I've never been one to truly enjoy poetry other than that from children's books and English Lit texts, with their specific rhythms and rhyming words...I'm not one whose parents read poems to me; I read my own,favoring those by Ogden Nash. Reading to my three kids, I had fun pronouncing Dr. Seuss' words and rhymes. Recently sharing her writing with me, my friend DJ is showing me how to appreciate poetry that sings but doesn't rhyme.
At the Jackson, MS, rally for breast cancer held recently, sponsored by the Susan Koman Foundation, DJ received permission to read the following to an enthusiastic and receptive audience. This is dedicated to all women who are having or have had chemotherapy:
One of my most vulnerable moments of my mother's experience with cancer occurred when I went outside to "help" her brush out her hair. My hair-removal efforts were minimal at best, because I really didn't want my mother's hair to come out. Mom, however, brushed quite vigorously--she was on a 'mission'. She wanted her hair to fall outdoors because she didn't want to add hair-clogged drains to my father's concerns that day. She cheerfully told me that she thought the birds could use the extra nesting material. Even after she voiced these positive points, I still struggled. Writing this poem provided needed resolution for me as I moved beyond the world's view of beauty, symbolized below by the gilded mirror, to a fuller appreciation of her spiritual beauty and strength, represented by the looking glass. My mother has asked that I share this poem, "A Reflection on Two Mirrors," with other women going through cancer in hopes that it might be a blessing to them as well. My own prayers go with it.
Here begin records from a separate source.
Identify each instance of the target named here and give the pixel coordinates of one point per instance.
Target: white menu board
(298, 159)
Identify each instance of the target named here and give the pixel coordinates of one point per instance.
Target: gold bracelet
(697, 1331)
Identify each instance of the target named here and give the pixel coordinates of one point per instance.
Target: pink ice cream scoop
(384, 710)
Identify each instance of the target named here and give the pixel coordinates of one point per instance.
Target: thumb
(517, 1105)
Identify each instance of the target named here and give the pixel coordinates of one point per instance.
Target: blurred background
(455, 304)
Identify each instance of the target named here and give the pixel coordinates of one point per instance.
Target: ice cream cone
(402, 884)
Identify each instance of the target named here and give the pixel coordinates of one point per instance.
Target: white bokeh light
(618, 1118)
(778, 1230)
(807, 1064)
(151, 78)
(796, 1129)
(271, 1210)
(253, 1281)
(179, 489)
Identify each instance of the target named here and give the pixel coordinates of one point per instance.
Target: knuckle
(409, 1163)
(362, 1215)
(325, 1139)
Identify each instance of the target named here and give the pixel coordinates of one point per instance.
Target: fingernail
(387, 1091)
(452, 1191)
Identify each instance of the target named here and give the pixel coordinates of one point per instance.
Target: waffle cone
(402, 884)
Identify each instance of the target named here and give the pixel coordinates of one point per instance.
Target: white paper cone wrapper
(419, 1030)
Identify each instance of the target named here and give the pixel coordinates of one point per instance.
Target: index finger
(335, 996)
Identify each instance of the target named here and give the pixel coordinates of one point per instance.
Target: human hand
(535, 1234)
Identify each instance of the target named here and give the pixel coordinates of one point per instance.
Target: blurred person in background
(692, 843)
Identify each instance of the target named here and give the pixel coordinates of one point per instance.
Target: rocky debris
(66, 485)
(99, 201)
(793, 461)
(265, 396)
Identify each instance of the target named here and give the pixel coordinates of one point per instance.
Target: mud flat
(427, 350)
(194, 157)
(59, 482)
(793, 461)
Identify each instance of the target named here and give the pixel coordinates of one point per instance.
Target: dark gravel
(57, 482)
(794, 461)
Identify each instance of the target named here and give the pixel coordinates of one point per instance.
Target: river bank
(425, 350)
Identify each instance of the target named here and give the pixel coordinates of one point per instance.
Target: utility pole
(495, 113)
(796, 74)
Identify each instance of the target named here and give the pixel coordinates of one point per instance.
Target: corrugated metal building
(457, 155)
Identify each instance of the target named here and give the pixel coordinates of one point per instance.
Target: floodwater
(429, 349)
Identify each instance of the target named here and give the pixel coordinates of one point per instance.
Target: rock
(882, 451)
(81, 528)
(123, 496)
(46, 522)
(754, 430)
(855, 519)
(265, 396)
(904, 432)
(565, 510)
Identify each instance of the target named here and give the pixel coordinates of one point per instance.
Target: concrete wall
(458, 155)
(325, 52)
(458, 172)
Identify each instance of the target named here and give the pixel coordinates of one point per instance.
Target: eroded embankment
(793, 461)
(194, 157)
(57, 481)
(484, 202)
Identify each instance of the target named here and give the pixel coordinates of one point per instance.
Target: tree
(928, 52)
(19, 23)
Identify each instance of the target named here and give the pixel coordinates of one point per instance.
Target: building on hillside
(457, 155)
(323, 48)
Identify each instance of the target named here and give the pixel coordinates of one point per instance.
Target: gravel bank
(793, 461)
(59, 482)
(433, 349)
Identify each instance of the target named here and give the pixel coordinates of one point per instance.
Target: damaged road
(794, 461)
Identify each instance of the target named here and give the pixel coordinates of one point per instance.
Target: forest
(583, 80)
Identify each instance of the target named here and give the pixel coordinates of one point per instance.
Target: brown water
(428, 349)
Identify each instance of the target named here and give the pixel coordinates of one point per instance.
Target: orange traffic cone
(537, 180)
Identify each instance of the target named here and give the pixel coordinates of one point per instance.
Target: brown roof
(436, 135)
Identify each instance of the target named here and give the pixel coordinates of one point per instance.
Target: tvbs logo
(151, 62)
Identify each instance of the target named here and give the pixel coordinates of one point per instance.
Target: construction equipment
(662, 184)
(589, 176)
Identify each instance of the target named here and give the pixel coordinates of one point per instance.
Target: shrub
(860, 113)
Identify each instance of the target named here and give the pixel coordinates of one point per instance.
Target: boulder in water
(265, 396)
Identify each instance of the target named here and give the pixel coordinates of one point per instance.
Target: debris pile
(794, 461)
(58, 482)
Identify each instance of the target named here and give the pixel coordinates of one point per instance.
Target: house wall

A REFLECTION OF TWO MIRRORS
A woman's crowning glory, her hair,
Unwillingly relinquished and surrendered,
Drifts and falls gently about her feet:
A necessary casualty of the battle.
But she does not let the loss take her spirit
Down into the depths, for at this very moment
Is the victory as the crowning glory of this world
Yields to a far more glorious crown.
And yet the world's gilded mirror, while resplendent,
In confusion furrows its brow and frowns
Because it cannot understand and
Capture the spirit's radiant countenance.
The looking glass, albeit with body and soul laid bare,
Emerges triumphant through the tempering;
And it alone reveals there is no greater beauty
Than the human spirit tested and shown true.